Histograms
Description
Histograms are a special kind of bar graph. The x axis is divided into ‘bins’ that cover the range of a variable’s values, and the height of the bars is the frequency (or count) of the value occurrence (displayed on the y axis).

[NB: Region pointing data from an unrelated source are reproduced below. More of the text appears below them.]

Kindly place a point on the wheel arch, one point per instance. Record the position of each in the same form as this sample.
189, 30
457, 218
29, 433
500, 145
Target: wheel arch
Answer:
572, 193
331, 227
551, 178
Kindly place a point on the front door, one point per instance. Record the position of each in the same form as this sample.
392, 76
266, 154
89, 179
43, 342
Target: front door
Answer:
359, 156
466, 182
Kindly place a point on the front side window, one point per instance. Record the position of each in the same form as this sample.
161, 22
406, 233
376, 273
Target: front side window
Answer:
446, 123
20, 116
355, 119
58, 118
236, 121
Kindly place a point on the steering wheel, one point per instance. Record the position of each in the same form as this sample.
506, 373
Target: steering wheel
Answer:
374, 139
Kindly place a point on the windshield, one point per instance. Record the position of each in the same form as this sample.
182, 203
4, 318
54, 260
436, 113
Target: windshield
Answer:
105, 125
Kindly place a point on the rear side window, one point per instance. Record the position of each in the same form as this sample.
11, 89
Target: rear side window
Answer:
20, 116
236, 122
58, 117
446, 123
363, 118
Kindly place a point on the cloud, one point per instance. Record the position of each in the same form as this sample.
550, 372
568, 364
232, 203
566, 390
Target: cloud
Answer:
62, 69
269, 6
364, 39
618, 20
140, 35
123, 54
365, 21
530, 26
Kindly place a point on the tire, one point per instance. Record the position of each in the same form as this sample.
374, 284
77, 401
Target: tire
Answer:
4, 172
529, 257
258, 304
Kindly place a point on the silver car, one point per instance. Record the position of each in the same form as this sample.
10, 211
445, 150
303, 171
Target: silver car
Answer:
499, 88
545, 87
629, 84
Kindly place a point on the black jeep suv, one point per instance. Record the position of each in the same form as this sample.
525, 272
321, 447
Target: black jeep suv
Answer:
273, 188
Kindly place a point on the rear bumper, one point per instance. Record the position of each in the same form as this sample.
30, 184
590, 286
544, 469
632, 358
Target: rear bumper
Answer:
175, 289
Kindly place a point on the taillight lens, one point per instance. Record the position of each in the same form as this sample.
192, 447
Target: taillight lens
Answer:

Unlike a typical bar graph, histograms can be used to visually asses the ‘normality’ (i.e. are the bars symmetrical, with a single peak in the middle of the x axis? Or do the bars form multiple peaks?) or ‘skewness’ (i.e., is there a long ‘tail’ of bars with decreasing length on either end of the x axis?) of a variable’s distribution.
Getting set up
PACKAGES:
Install packages.
Code
install.packages("palmerpenguins")
library(palmerpenguins)
library(ggplot2)DATA:

The penguins data.
Code
penguins <- palmerpenguins::penguins
glimpse(penguins)Rows: 344
Columns: 8
$ species <fct> Adelie, Adelie, Adelie, Adelie, Adelie, Adelie, Adel…
$ island <fct> Torgersen, Torgersen, Torgersen, Torgersen, Torgerse…
$ bill_length_mm <dbl> 39.1, 39.5, 40.3, NA, 36.7, 39.3, 38.9, 39.2, 34.1, …
$ bill_depth_mm <dbl> 18.7, 17.4, 18.0, NA, 19.3, 20.6, 17.8, 19.6, 18.1, …
$ flipper_length_mm <int> 181, 186, 195, NA, 193, 190, 181, 195, 193, 190, 186…
$ body_mass_g <int> 3750, 3800, 3250, NA, 3450, 3650, 3625, 4675, 3475, …
$ sex <fct> male, female, female, NA, female, male, female, male…
$ year <int> 2007, 2007, 2007, 2007, 2007, 2007, 2007, 2007, 2007…
The grammar
CODE:
Create labels with labs()
Initialize the graph with ggplot() and provide data
Assign flipper_length_mm to the x
Add the geom_histogram()
Adjust the bins accordingly
Code
labs_histogram <- labs(
title = "Adult foraging penguins",
subtitle = "Distribution of flipper length",
x = "Flipper length (millimeters)")
ggp2_hist <- ggplot(data = penguins,
aes(x = flipper_length_mm)) +
geom_histogram()
ggp2_hist +
labs_histogramGRAPH:

The standard number of bins is 30, but ‘you should always override this value, exploring multiple widths to find the best to illustrate the stories in your data.’